Il materialismo di Marx deriva dalla convinzione che le idee, in se stesse, non possono avviare un processo che porti a una mutazione strutturale della società, ovvero che incida sui rapporti di sfruttamento economico di una classe su di un’altra. Ovviamente non intendeva negare l’importanza del fattore ideologico nei processi storici, ma questo non poteva essere disgiunto dall’elemento strutturale, economico, materiale. “Le idee della classe dominante sono in ogni epoca le idee dominanti; cioè, la classe che è la potenza materiale dominante è in pari tempo la sua potenza spirituale dominante. La classe che dispone dei mezzi della produzione materiale dispone con ciò, in pari tempo, dei mezzi della produzione intellettuale, cosicché ad essa in complesso sono assoggettate le idee di coloro ai quali mancano i mezzi della produzione intellettuale” (Ideologia tedesca). Perciò presentare una contrapposizione tra idealismo e capitalismo, tra un mondo delle merci materialistico e consumistico e un mondo dello spirito, dei “valori”, degli “ideali” è qualcosa di anti-marxista, oltre che fuorviante.

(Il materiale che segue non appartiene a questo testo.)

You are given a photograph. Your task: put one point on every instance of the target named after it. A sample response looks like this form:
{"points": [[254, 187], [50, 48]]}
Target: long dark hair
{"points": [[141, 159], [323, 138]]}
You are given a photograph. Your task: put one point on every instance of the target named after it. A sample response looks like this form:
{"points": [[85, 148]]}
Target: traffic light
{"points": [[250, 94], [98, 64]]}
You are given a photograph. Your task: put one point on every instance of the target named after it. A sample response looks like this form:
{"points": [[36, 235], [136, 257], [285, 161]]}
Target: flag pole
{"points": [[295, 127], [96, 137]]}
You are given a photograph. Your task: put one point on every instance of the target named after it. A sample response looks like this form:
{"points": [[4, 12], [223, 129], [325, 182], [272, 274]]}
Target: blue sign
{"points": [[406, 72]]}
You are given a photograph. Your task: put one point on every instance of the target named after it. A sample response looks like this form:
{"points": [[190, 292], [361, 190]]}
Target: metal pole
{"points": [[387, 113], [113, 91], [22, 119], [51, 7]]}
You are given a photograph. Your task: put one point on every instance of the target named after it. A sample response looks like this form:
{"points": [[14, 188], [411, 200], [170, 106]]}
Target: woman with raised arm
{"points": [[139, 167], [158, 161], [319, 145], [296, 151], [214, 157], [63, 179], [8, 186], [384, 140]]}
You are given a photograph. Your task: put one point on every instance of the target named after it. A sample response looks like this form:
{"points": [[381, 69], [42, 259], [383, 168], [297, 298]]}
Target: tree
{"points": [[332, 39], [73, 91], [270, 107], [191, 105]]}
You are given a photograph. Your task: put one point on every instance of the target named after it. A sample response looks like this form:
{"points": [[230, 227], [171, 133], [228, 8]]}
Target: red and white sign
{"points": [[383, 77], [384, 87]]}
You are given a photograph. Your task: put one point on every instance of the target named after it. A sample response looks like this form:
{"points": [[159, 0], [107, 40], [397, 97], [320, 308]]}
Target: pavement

La classe sfruttata può contrapporre alle idee dominanti altre idee, ma presentandosi, appunto, come classe, cioè come gruppo sociale umano concreto unito dagli stessi interessi, non come puro movimento di idee. Concepire il capitalismo come materialista, opposto a una famiglia luogo del sentimento e dei valori etici è proprio di un romanticismo ingenuo, non certo di Marx e del marxismo. Che poi il capitale entri prima o poi in contraddizione con le sue ideologie – e quindi con quell’etica borghese di cui si tessono le lodi (religione, famiglia, tradizioni) – è soltanto un “effetto collaterale” cui paga dazio l’armamentario ideologico dei gruppi dominanti. Ma di questo Marx era ben consapevole: “La fraseologia borghese sulla famiglia e sull’educazione, sull’affettuoso rapporto fra genitori e figli diventa tanto più nauseante, quanto più, per effetto della grande industria, si lacerano per il proletario tutti i vincoli familiari…” si legge nel secondo capitolo del Manifesto, o come quando rivolge contro la borghesia l’accusa di “comunanza delle mogli” che veniva di solito scagliata contro i comunisti (“In realtà il matrimonio borghese è la comunanza delle mogli”) Al contrario, trasformare questa contraddizione in uno scontro è ricadere appunto nella stessa ideologia e quindi nello stesso capitalismo. Questo “marxismo borghese”, se ci si passa l’espressione, vorrebbe separare il capitale dalla sua ideologia, per appropriarsi di quest’ultima dimenticando, come insegna il materialismo storico, che le idee dominanti sono le idee proprie della classe dominante.